Excerpt
Goodpasture syndrome, an immunologic disorder characterized by glomerulonephritis and pulmonary hemorrhage, is rare in pregnancy but can cause significant maternal and fetal/neonatal morbidity. In this case, a 34-yr-old gravida 2, para 0, presented at 18 wk gestation with malaise, nausea, vomiting, diarrhea, pruritus, decreased urine output, foamy urine, occasional coughing, mild hemoptysis, and a history of respiratory illnesses, including chronic eosinophilic pneumonia with nonnecrotizing vasculitis and alveolar hemorrhage. On presentation this time, findings on physical examination were normal, but the hemoglobin level was 7.8 g/dL, serum creatinine 1306 μM, and potassium 7.6 mM, with peaked T waves. She was dialyzed urgently, transfused, and transferred to a tertiary perinatal center.
At this point, she had proteinuria, trace glucosuria, and hematuria; and a renal biopsy indicated rapidly progressive glomerulonephritis. Treatment included daily hemodialysis, plasmapheresis, methylprednisolone, and prednisone. At 23 wk, azathioprine was added because of streaky hemoptysis and prednisone was tapered. Ten days later, she had normal lung function, but her blood pressure continued to be high, despite alpha-methyldopa therapy. Complete blood counts, renal function, and electrolytes were monitored regularly and anemia was managed with erythropoietin. At 25 wk, the fetal status became nonreassuring, and after expectant management, cesarean section (CS) was performed at 26 4/7 wk. A male neonate weighing 700 g was delivered in stable condition; at 36 h, however, cranial ultrasound showed massive intraventricular and intraparencymal hemorrhage, with continued ventricular enlargement and development of a communicating hydrocephalus. Placental pathologic exam showed low placental weight; extensive thrombotic vasculopathy; basal plate hematoma; and subchorionic, intervillous, and interlobular septal hematomas. Neurodevelopmental follow-up at 12 mo revealed a global delay, generalized hypotonia, and exaggerated refiexes; since then, the infant has shown failure to thrive. After delivery, the mother was treated with erythropoietin, calcium, vitamin D, azathioprine, and a prednisone taper; and hemodialysis was discontinued. Renal function, creatinine, protein, and total urine output improved to normal levels, with hypertension controlled with metoprolol, amlodipine, and ramipril.

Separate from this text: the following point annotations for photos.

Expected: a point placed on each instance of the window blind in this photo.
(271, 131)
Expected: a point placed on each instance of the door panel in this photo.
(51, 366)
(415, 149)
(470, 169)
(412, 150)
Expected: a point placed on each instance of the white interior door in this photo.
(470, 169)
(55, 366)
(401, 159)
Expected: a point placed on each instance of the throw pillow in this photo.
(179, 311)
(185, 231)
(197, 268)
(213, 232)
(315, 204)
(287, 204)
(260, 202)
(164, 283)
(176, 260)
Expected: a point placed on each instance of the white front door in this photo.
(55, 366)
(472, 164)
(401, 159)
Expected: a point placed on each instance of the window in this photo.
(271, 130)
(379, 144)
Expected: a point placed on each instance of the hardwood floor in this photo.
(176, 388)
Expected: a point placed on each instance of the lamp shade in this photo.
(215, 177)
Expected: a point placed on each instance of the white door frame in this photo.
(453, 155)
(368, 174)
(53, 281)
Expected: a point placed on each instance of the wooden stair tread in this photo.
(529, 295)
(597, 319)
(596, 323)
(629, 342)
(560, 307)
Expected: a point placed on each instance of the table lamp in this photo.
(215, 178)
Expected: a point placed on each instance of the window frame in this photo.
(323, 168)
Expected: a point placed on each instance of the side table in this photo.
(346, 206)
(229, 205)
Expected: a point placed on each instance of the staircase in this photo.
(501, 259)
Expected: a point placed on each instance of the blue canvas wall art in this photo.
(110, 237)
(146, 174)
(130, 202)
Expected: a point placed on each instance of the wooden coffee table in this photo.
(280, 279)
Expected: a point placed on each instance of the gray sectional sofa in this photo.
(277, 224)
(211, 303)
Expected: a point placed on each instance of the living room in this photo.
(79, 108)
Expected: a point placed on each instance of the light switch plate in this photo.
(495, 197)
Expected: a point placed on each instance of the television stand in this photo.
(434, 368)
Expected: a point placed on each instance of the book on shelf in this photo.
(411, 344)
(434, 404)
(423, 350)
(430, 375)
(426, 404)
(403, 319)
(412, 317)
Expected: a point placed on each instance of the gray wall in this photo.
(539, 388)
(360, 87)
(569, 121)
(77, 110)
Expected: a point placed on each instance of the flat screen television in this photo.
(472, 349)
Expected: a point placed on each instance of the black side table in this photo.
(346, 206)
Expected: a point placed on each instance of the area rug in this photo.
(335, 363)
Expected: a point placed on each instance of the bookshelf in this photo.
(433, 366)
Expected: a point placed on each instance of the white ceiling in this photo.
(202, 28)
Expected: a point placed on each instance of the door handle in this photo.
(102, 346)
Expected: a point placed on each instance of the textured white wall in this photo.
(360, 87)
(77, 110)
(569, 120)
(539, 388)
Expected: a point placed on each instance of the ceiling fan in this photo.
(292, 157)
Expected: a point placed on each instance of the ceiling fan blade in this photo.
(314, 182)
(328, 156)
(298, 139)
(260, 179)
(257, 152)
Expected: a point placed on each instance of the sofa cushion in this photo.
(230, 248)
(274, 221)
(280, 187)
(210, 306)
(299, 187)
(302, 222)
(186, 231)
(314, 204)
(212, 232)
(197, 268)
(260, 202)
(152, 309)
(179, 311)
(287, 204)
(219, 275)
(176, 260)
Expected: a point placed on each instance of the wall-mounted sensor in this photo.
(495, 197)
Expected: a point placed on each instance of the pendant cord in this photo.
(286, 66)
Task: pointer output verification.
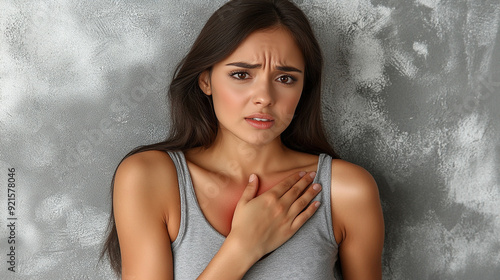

Based on these findings and those of four previous cases, the authors concluded that preconception disease presentation and initiation of treatment can lead to a favorable neonatal outcome, whereas presentation during pregnancy increases risk of fetal/neonatal morbidity. Maternal outcome is less predictable and may depend on therapy and patient compliance. Maternal compromise can arise from pulmonary or renal complications, and invasive measures (renal biopsy, hemodialysis) may be required and early termination warranted.